Une annonce conjointe des juntes sahéliennes
Le 23 septembre 2025, les gouvernements militaires du Burkina Faso, du Mali et du Niger ont publié un communiqué conjoint annonçant leur intention de quitter la CPI, tribunal chargé de juger les crimes les plus graves (crimes de guerre, crimes contre l’humanité, génocides).
Selon leur déclaration, la Cour « s’est détournée de sa mission première » et serait devenue un instrument de répression néocoloniale au service des puissances occidentales.
Une volonté de souveraineté judiciaire
Les autorités des trois pays affirment vouloir développer leurs propres mécanismes de justice et de réconciliation pour traiter les crimes graves sur leurs territoires.

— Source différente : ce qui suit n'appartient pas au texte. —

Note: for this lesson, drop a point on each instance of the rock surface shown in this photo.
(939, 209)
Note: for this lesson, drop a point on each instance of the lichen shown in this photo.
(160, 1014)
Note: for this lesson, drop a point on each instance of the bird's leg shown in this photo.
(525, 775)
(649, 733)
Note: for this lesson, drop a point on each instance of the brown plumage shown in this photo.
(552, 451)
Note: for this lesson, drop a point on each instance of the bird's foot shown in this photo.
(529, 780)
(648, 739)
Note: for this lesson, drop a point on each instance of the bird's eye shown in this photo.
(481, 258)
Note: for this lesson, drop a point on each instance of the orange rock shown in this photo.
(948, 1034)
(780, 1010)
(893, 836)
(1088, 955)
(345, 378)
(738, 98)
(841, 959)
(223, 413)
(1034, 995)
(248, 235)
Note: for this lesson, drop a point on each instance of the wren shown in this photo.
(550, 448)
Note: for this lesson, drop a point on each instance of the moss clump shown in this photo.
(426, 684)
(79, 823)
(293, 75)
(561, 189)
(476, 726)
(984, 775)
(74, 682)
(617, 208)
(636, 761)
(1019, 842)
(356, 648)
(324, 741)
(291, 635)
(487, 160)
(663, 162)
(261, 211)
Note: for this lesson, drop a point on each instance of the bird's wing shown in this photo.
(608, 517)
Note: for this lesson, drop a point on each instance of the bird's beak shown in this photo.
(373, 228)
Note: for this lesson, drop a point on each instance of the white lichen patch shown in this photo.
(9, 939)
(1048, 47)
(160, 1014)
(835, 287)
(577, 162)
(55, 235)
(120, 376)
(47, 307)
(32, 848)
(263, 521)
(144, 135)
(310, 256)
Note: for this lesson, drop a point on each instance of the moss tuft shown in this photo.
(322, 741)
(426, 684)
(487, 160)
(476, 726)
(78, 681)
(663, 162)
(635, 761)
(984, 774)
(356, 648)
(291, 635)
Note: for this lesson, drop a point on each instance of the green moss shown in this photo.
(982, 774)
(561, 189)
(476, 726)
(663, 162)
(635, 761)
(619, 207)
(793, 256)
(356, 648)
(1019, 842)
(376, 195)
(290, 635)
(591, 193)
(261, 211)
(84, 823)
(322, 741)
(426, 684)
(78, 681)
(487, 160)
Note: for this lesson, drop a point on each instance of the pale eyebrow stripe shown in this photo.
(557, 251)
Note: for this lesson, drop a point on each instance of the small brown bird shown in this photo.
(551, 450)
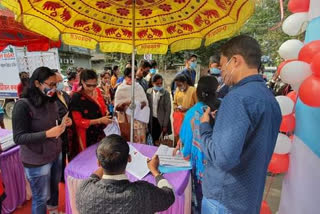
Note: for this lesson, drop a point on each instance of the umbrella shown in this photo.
(14, 33)
(129, 26)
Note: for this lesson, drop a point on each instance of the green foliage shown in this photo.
(266, 16)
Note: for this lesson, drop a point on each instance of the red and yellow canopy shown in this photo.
(180, 24)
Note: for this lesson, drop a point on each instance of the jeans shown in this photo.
(44, 181)
(210, 206)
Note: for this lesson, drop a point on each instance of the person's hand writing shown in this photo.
(55, 132)
(68, 122)
(105, 120)
(153, 165)
(165, 130)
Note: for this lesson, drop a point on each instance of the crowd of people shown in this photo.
(226, 125)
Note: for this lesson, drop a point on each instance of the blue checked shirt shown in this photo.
(240, 146)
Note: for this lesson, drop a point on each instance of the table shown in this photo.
(13, 177)
(85, 164)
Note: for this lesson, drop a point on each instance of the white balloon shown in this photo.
(295, 72)
(286, 105)
(283, 145)
(295, 24)
(290, 49)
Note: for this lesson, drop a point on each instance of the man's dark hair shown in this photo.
(102, 74)
(32, 93)
(190, 56)
(88, 74)
(127, 72)
(206, 91)
(245, 46)
(214, 59)
(156, 77)
(144, 64)
(153, 63)
(113, 153)
(71, 75)
(180, 78)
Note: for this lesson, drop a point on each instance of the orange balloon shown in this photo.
(293, 96)
(308, 51)
(309, 91)
(315, 65)
(265, 209)
(279, 163)
(288, 123)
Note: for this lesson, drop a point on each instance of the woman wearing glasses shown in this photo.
(123, 100)
(36, 130)
(89, 112)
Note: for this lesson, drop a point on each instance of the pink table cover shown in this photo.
(85, 164)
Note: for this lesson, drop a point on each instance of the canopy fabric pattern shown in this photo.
(14, 33)
(180, 24)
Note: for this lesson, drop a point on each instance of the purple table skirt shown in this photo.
(85, 164)
(13, 177)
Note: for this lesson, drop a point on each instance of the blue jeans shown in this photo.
(44, 181)
(210, 206)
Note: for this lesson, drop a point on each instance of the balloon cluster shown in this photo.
(301, 68)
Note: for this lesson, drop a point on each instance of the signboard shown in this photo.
(9, 72)
(147, 57)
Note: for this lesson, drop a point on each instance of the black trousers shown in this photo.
(156, 129)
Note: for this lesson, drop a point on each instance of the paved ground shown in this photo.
(274, 194)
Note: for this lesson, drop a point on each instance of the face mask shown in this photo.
(60, 86)
(182, 89)
(215, 71)
(49, 92)
(193, 65)
(157, 88)
(228, 76)
(153, 71)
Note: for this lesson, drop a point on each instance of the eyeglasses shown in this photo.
(51, 85)
(91, 85)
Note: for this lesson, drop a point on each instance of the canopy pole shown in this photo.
(133, 106)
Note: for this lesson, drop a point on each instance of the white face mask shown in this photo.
(228, 76)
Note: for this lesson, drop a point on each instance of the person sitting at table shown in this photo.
(108, 190)
(123, 100)
(35, 129)
(190, 140)
(89, 112)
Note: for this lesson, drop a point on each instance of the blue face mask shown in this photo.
(215, 71)
(153, 71)
(60, 86)
(157, 88)
(193, 65)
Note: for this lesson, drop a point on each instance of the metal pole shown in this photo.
(133, 106)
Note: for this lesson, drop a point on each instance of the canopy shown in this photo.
(180, 24)
(14, 33)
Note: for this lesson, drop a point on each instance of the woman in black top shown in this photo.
(35, 129)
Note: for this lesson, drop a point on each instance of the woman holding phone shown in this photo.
(190, 140)
(35, 129)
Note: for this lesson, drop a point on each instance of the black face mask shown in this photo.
(25, 81)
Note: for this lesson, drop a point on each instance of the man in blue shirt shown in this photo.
(239, 147)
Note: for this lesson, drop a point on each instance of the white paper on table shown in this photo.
(138, 166)
(166, 157)
(140, 114)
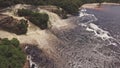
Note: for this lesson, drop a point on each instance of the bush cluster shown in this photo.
(11, 55)
(39, 19)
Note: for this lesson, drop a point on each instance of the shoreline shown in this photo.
(95, 5)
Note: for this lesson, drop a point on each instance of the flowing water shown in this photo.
(89, 40)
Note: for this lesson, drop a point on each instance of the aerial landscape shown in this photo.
(59, 33)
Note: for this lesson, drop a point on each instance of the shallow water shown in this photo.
(108, 19)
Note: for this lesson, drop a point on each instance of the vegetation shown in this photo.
(21, 27)
(70, 6)
(11, 55)
(39, 19)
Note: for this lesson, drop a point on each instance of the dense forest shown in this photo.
(70, 6)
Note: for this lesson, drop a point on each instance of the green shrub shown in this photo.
(10, 55)
(22, 27)
(39, 19)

Cette décision s’inscrit dans une dynamique plus large de rupture avec les institutions internationales jugées dominées par l’Occident, après leur retrait de la CEDEAO et leur rapprochement avec d’autres partenaires stratégiques, notamment la Russie.
Conséquences juridiques du retrait
Le retrait de la CPI ne sera effectif qu’un an après la notification officielle au Secrétaire général de l’ONU. En attendant :
- La CPI conserve compétence sur les affaires déjà ouvertes concernant ces pays.
- Les crimes commis avant la date effective du retrait restent du ressort du tribunal.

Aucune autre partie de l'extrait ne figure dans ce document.